Before joining the Yale School of Art Sculpture Department this year, Villares received artistic training in his hometown from the Instituto Superior de Arte, the Academia Nacional de Bellas Artes San Alejandro and the Centro Experimental de Artes José Antonio Díaz Peláez. Cuba, the island he was born and raised on, has shaped his work and his focus on landscape. 

“If you live on an island you think differently than if you live on the continent,” said Villares. In one of his first pieces “Finisterre” — which means end of the Earth in latin — he explores how the sea is the first frontier for someone growing up on an island. “Even with the political restrictions in the moment,” he declares, “what shapes you first is the landscape.” 

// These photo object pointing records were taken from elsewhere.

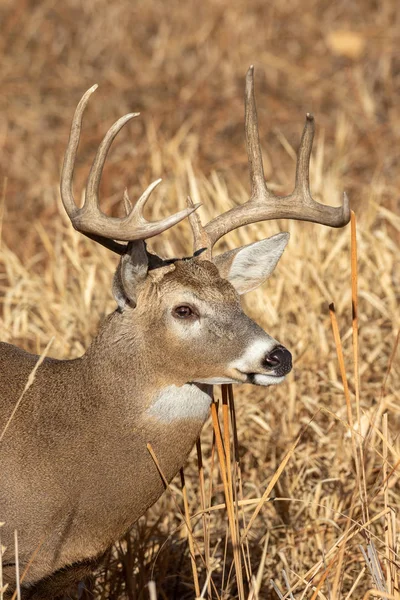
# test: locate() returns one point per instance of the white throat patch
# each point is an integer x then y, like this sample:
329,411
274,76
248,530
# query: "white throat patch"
175,403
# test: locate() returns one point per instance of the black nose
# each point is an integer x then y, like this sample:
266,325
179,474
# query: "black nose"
280,360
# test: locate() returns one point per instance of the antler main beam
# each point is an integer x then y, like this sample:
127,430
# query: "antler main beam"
263,205
89,219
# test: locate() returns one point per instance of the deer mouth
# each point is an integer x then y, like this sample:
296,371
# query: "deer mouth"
264,379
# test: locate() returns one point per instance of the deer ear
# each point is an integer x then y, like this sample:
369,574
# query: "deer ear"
131,271
249,266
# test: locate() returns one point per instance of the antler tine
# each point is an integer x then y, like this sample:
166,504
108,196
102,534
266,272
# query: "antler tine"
89,219
70,155
263,205
257,180
93,182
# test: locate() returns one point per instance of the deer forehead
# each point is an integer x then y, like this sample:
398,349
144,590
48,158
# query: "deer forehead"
201,279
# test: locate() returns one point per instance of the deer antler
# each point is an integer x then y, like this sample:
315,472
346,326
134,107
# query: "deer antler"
89,219
263,205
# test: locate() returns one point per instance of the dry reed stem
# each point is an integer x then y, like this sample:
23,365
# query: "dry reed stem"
190,535
230,508
270,486
28,384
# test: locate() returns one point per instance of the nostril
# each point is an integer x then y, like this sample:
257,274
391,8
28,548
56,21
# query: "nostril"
279,357
273,359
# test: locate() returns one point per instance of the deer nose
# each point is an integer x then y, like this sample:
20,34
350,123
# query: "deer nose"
280,360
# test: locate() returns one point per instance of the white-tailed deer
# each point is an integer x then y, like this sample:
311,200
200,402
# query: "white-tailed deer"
74,466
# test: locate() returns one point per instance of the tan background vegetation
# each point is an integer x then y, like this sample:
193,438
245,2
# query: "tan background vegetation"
182,65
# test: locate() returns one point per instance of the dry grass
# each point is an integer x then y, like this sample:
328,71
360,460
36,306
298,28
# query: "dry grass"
183,66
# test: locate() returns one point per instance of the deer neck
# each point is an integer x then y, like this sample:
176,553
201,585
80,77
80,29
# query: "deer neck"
124,366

He has now settled in New Haven with his wife and two daughters for the two years to come. Coming to the Yale School of Art, a drastic change from living in Cuba, he believes that he is starting over which he considers “as a good sensation” as he hopes to connect with new ideas to build his art.

Aki Sasamoto, professor in the Sculpture Department of the Yale School of Art, explained how engaging it was to have students, like him, who already have thought through works but are willing to come back to school and approach their art in a new way. 

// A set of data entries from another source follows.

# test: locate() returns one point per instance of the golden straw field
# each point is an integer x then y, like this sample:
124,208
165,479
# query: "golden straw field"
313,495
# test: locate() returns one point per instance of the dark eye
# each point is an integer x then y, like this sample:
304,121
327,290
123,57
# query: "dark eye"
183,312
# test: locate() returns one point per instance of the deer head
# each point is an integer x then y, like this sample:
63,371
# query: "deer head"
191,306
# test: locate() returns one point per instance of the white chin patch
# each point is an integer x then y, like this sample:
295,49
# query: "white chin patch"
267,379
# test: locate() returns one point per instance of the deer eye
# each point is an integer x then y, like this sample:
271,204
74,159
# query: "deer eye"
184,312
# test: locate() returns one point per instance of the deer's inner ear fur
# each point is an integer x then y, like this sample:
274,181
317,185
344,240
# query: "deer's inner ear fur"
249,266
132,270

“I am excited that people like him can benefit from being at Yale,” Sasamoto concluded.

She hopes that Villares will be able to develop his projects in collaboration with other departments, a wish that the artist also shares. 

His work has been widely exhibited in Cuba and internationally including at the Chazen Museum in Madison, Wisconsin, the Museo Nacional de Arte in Bolivia and the Vancouver and Havanna Biennales. This year, alongside works by Kcho and Giuseppe Stampone, Rafael Villares presents his work at the Cuban Pavilion of the 59th Venice Biennale in the exhibition “TERRA IGNOTA, (proposals for a New World)” curated by Nelson Ramirez de Arellano Conde. 

When asking the curator of the exhibition how it was to work with Rafael and his art, Conde responded that the Cuban Pavilion was centered around Villares’ works. 

“The concept of Terra Ignota was born as a fruit of a collaboration among Rafael and I, the other two artists are there for multiple reasons, and they complete the concept but are not, from my point of view, indispensable as Rafael is,” Conde wrote to the News. 

Villares’ works, Topographic Paradox Series, Paradigm Series, World’s Fragment Series, Immersion Series, and Morphology of Echo Series are shown in Venice until Nov. 27. 

Staying true to his artistic mission, one of Villares’ local artworks, “Immersion Series” involved the receiving of information from oceanographers about the sea floors from which he created surreal fictionalized digital landscapes. 

The Yale School of Art was established in 1869.